Winter’s isolation is nothing new to me, but this winter has been one for the books.
Weeks of bitter cold and endless snow have made it difficult to see the reasons one would stay here at this time of year. Until today’s warmth and sunlight, that is. A short walk around town took care of all that nonsense and brought me to my senses.
I’m a great fan of the musical, Grey Gardens. Little Edie’s musical soliloquy “Another Winter in a Summer Town” has always put me in mind of my childhood, when winter seemed eternal and my loneliness was tortured by the kind of drama only a teenage psyche can orchestrate. This winter’s isolation has fostered neither Edie’s frustrated longing nor my teenage angst. It’s given birth to a sort of stoic resignation–a slow grind—tempered by moments of appreciation and the occasional surprise, like the fox that carved a den out of snow on my neighbor’s deck during the height of last night’s storm, or the hawk that has just landed on a nearby rooftop.
The weather has forced a retreat from the day-to-day into another world, a place of subtlety, where gifts appear when least expected.
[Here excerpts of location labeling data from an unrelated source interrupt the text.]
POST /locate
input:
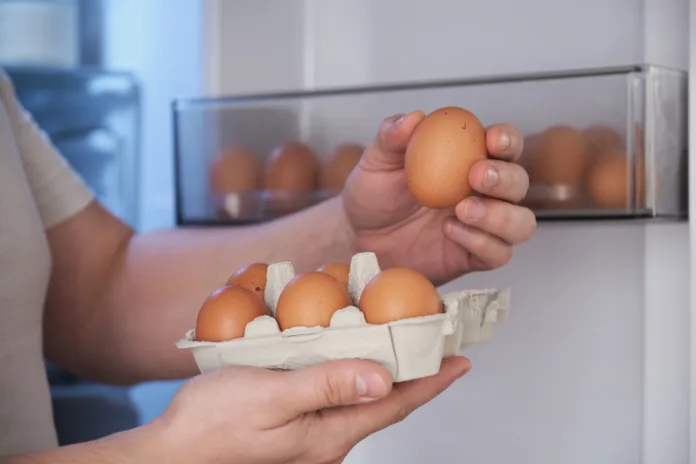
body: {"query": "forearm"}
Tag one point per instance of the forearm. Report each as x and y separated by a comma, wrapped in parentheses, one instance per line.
(141, 445)
(163, 278)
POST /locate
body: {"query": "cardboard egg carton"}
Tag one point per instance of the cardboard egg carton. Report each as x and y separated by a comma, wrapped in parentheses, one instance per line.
(408, 348)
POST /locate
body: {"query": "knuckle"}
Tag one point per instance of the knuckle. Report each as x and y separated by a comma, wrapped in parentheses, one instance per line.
(402, 412)
(335, 391)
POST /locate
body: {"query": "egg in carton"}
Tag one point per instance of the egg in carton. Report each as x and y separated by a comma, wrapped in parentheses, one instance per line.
(408, 348)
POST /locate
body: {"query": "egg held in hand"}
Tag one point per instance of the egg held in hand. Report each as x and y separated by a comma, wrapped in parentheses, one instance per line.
(339, 271)
(251, 277)
(226, 313)
(310, 300)
(440, 154)
(398, 293)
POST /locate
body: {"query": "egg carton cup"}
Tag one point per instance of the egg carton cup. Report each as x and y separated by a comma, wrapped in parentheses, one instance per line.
(409, 348)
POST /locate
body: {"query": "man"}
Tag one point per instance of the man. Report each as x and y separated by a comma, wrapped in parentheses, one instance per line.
(80, 288)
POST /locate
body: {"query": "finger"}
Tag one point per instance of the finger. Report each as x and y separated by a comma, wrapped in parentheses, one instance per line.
(511, 223)
(490, 252)
(334, 383)
(390, 145)
(504, 141)
(355, 423)
(499, 179)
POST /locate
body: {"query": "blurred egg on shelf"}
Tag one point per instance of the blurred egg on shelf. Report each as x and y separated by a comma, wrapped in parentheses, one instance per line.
(610, 178)
(530, 154)
(562, 156)
(252, 277)
(234, 170)
(292, 166)
(291, 176)
(336, 170)
(398, 293)
(440, 154)
(338, 271)
(602, 139)
(310, 300)
(226, 312)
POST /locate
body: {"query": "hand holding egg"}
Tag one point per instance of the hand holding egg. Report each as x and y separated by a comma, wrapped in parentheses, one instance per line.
(438, 194)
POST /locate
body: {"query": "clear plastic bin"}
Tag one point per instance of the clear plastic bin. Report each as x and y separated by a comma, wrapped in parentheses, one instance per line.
(600, 143)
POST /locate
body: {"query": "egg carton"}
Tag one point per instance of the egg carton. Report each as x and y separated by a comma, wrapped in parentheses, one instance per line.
(409, 348)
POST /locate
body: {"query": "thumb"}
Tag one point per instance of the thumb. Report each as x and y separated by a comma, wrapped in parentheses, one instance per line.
(334, 383)
(394, 133)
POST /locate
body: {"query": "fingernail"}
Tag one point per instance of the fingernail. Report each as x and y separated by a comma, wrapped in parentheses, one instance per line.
(474, 208)
(370, 385)
(504, 141)
(399, 118)
(490, 179)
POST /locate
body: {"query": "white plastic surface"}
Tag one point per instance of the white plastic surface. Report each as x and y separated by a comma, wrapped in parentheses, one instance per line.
(409, 348)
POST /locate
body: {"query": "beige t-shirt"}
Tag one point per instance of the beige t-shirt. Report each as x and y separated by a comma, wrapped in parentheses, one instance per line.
(38, 190)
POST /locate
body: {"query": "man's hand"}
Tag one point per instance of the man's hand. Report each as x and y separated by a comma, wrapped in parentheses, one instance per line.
(309, 416)
(478, 234)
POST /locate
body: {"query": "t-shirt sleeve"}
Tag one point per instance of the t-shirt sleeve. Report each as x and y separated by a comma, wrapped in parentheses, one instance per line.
(58, 190)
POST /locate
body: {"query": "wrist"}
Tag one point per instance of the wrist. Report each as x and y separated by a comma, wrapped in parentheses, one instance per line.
(152, 442)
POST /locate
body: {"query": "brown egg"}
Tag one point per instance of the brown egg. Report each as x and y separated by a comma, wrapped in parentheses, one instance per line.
(530, 155)
(335, 172)
(235, 170)
(440, 154)
(609, 180)
(226, 313)
(251, 277)
(398, 293)
(310, 299)
(562, 156)
(292, 167)
(338, 271)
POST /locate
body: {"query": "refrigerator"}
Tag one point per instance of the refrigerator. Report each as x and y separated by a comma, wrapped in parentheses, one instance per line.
(593, 363)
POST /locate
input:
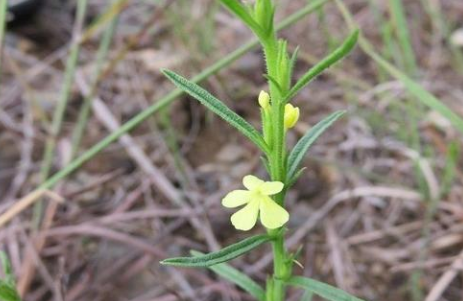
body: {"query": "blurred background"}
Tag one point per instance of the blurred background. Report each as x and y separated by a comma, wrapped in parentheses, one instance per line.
(378, 212)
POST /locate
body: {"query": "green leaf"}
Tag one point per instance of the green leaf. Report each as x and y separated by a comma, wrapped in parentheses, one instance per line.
(321, 289)
(414, 88)
(7, 270)
(8, 293)
(301, 148)
(241, 280)
(224, 255)
(241, 12)
(327, 62)
(218, 108)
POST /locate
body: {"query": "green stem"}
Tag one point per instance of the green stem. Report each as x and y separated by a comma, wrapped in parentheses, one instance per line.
(169, 98)
(3, 15)
(84, 112)
(60, 109)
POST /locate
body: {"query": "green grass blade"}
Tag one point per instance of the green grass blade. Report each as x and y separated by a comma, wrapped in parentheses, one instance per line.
(403, 34)
(3, 14)
(321, 289)
(327, 62)
(8, 290)
(218, 108)
(414, 88)
(241, 280)
(241, 12)
(224, 255)
(297, 154)
(8, 293)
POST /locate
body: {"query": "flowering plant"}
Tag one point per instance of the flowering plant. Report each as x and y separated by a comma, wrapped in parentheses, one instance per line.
(265, 200)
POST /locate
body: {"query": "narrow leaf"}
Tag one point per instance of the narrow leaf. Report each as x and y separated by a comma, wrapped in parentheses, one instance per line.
(8, 293)
(7, 270)
(301, 148)
(241, 280)
(241, 12)
(218, 108)
(224, 255)
(327, 62)
(414, 88)
(321, 289)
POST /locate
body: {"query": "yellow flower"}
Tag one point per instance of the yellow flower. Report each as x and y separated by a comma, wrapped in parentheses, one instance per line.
(291, 116)
(257, 199)
(264, 100)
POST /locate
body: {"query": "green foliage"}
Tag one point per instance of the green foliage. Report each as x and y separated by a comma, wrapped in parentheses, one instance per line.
(218, 108)
(414, 88)
(297, 154)
(234, 276)
(321, 289)
(327, 62)
(8, 290)
(241, 12)
(224, 255)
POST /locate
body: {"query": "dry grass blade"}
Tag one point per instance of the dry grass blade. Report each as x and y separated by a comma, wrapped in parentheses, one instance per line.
(24, 203)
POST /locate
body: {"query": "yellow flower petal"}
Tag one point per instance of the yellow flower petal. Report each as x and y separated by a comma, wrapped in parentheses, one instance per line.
(236, 198)
(246, 218)
(271, 188)
(272, 215)
(252, 183)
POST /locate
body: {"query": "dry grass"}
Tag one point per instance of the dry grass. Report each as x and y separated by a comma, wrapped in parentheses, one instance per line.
(370, 211)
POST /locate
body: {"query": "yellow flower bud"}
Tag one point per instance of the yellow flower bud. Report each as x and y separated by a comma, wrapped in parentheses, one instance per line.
(291, 116)
(264, 100)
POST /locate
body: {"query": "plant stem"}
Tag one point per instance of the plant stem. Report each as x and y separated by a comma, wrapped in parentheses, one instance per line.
(60, 109)
(169, 98)
(3, 20)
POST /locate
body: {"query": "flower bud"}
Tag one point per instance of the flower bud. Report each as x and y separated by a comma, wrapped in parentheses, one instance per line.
(264, 100)
(291, 116)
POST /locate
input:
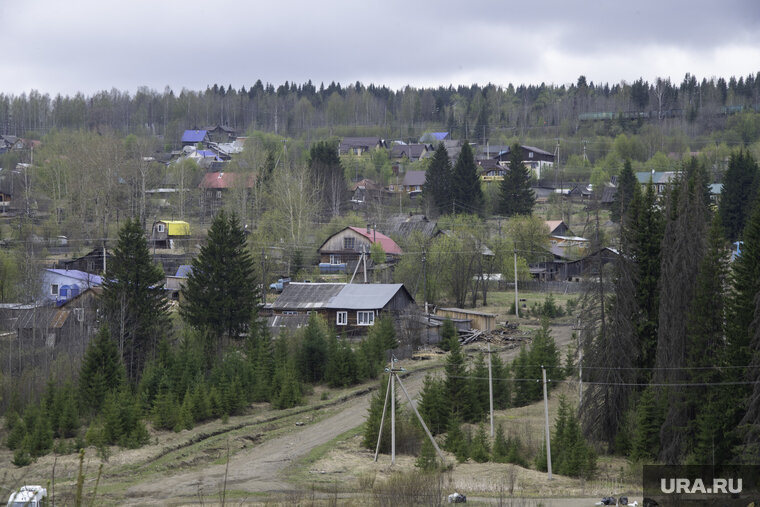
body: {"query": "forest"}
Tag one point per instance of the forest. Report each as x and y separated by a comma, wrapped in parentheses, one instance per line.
(668, 344)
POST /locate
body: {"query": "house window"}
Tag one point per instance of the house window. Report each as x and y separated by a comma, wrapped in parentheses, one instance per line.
(365, 318)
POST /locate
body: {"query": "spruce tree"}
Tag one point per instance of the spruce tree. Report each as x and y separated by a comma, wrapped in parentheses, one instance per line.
(102, 370)
(628, 186)
(709, 435)
(221, 289)
(738, 194)
(648, 233)
(456, 381)
(437, 191)
(465, 183)
(684, 246)
(516, 196)
(312, 356)
(434, 406)
(134, 299)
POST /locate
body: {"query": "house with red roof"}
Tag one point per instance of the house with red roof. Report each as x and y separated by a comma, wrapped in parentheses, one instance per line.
(215, 186)
(345, 247)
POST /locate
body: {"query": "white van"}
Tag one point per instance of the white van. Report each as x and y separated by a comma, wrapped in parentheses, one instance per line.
(28, 496)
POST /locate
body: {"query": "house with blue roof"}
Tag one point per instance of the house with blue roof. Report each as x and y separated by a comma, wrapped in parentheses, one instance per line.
(193, 137)
(61, 285)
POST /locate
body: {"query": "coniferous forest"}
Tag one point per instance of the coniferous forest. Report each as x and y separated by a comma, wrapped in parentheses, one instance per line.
(667, 330)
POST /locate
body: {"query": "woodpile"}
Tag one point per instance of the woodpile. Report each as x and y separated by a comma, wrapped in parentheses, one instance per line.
(508, 334)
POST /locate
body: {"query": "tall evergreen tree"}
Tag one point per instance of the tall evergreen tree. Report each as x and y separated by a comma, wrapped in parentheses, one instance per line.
(628, 186)
(134, 299)
(102, 370)
(221, 289)
(646, 250)
(456, 381)
(328, 177)
(738, 193)
(709, 435)
(516, 196)
(437, 191)
(683, 247)
(465, 183)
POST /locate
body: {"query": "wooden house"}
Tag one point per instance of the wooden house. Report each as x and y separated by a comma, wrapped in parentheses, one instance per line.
(359, 145)
(413, 182)
(350, 307)
(478, 320)
(411, 152)
(165, 232)
(194, 137)
(74, 321)
(535, 159)
(346, 246)
(91, 262)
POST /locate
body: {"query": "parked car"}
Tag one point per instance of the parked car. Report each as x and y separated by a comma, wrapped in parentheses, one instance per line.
(279, 284)
(28, 496)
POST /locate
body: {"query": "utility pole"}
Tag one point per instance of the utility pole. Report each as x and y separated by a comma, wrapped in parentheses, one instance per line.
(490, 386)
(393, 412)
(546, 425)
(580, 375)
(517, 301)
(393, 371)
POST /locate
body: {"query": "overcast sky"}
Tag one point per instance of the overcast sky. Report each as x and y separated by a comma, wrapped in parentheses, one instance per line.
(63, 47)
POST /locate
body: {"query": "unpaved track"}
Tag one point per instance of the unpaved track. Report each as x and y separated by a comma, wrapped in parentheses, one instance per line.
(259, 469)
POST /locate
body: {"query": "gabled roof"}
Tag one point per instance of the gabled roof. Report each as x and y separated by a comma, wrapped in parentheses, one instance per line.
(412, 178)
(222, 180)
(366, 296)
(194, 136)
(409, 150)
(176, 227)
(554, 224)
(184, 270)
(656, 177)
(337, 296)
(389, 246)
(81, 276)
(306, 296)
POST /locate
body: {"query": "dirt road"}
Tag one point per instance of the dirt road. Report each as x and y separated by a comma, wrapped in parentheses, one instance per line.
(259, 468)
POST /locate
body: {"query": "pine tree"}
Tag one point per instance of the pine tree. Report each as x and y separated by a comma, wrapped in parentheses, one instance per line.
(437, 191)
(628, 187)
(221, 289)
(516, 196)
(102, 370)
(465, 183)
(738, 194)
(134, 299)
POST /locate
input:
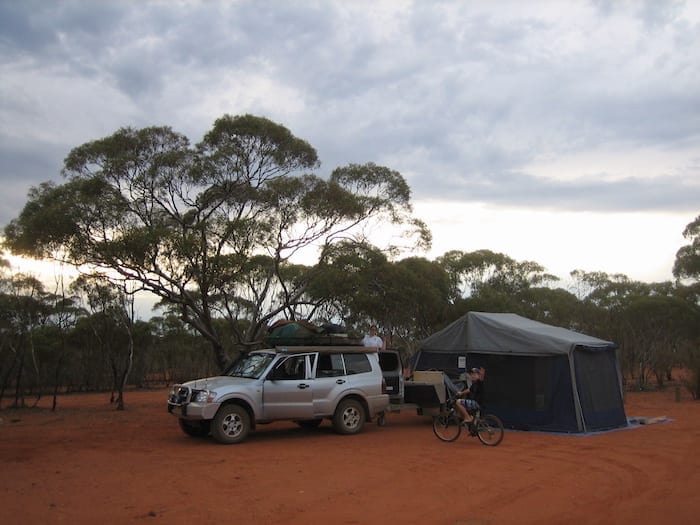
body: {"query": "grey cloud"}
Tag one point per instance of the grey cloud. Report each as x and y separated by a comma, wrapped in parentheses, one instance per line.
(458, 96)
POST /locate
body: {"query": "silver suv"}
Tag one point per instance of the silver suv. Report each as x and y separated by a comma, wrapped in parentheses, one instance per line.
(305, 384)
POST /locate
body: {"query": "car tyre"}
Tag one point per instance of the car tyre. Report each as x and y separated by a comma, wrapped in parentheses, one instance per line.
(231, 424)
(349, 417)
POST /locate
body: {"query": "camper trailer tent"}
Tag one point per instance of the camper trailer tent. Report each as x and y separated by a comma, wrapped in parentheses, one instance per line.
(539, 377)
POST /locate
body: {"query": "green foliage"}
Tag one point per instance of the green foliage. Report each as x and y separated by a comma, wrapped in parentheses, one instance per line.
(210, 230)
(687, 264)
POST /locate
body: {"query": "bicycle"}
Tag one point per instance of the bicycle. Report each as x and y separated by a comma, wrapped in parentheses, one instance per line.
(447, 426)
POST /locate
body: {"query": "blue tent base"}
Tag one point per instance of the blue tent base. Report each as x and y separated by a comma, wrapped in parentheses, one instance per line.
(632, 422)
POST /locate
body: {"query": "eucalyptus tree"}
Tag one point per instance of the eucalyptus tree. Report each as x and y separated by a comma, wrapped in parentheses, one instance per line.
(208, 229)
(472, 272)
(687, 263)
(111, 320)
(25, 306)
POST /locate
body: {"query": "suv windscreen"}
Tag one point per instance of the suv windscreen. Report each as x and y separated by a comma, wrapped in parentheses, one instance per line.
(250, 365)
(357, 363)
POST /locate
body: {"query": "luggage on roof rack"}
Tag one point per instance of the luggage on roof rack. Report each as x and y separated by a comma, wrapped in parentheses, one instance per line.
(304, 333)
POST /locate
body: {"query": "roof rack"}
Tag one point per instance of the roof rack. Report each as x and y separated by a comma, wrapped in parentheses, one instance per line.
(326, 349)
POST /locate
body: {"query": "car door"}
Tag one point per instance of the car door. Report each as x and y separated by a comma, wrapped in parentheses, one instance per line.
(287, 393)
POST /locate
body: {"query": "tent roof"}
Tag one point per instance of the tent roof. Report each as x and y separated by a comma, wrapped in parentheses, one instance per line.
(506, 333)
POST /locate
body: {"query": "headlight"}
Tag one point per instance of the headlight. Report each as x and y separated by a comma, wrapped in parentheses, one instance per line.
(204, 396)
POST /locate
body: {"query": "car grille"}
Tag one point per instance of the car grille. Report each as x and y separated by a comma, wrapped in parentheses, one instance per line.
(180, 395)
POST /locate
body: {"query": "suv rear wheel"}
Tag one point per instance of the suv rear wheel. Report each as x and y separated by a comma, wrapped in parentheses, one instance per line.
(231, 424)
(349, 417)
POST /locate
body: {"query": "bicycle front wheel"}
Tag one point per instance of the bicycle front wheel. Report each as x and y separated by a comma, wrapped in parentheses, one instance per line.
(490, 430)
(447, 427)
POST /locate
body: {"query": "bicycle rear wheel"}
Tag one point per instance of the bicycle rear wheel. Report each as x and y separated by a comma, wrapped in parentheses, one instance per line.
(490, 430)
(447, 427)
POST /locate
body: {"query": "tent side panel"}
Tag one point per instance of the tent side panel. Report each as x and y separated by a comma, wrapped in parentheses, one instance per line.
(447, 362)
(599, 388)
(529, 392)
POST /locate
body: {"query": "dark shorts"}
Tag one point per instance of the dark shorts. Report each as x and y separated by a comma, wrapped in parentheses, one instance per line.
(471, 405)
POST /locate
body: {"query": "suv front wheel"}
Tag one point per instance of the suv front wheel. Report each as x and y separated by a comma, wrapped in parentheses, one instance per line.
(349, 417)
(231, 424)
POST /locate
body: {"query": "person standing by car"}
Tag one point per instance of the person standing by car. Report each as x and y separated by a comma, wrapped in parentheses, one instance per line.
(372, 339)
(470, 399)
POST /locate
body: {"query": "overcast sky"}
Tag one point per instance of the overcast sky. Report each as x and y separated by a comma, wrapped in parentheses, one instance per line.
(563, 132)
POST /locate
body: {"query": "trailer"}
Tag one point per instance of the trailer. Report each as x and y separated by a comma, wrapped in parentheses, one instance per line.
(423, 392)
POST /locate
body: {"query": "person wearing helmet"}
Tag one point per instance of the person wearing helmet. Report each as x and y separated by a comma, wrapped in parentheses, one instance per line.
(470, 399)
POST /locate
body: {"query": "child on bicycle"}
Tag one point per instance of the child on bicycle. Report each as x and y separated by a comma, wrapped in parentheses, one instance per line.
(470, 399)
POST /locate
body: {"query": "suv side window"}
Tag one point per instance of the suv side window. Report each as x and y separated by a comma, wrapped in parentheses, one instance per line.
(357, 363)
(330, 365)
(293, 367)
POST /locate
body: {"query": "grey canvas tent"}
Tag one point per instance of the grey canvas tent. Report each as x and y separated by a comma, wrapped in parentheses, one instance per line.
(538, 376)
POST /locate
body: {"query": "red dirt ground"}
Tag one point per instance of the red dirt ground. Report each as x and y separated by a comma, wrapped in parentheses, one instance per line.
(87, 463)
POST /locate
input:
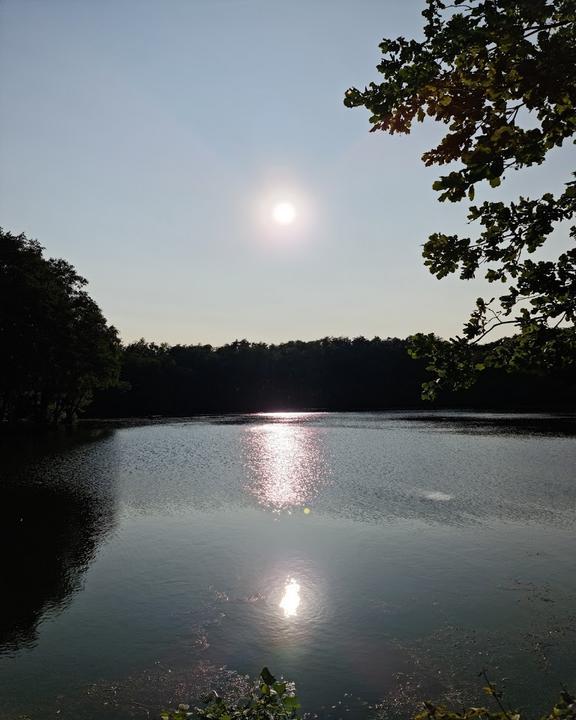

The HomePort Journals chronicles this same turning inward in the depths of winter, as Dan Nugent tries to overcome thoughts continually diverted by memory and the plight of those around him. Snowbound for weeks, I’ve come to understand more of Dan’s experience, even though the book will be released in less than a month. Go figure.
In P’Town, even a winter such as this provides a time to recharge, reassess, and consider your course, but it also presents opportunities for demons to rear their heads. Living here in winter is a delicate balance between introspection and depression. You think twice about the second cocktail before dinner or the day-long movie marathon while the house remains a mess, at least I do. I’ve learned it’s important keep in mind these circumstances don’t really last all that long. It may seem you have all the time in the world to devolve into depression and despair, but in reality, there are only a few short weeks before preparations for summer and returning friends bring the town back to life. Even as you slog through slush and shovel the same path every day, the momentum will soon begin to build. I keep telling myself this, and it seems to be working.
When the sun appeared today (for the first time in an age,) I walked my ten-week-old pup to the West End Boat Ramp. She valiantly climbed a barnacle-encrusted rock and stared down the beach in fascination as if she saw herself racing across the flats in the summer sun. She certainly saw something I did not. And then, somehow I could. Slowly, the first anticipation of summer… the first spark arrived. I saw all the reasons to be here all the time. In a strange way, this moment where all possibilities lay ahead of us in their full potential made everything about this hellish winter worth it.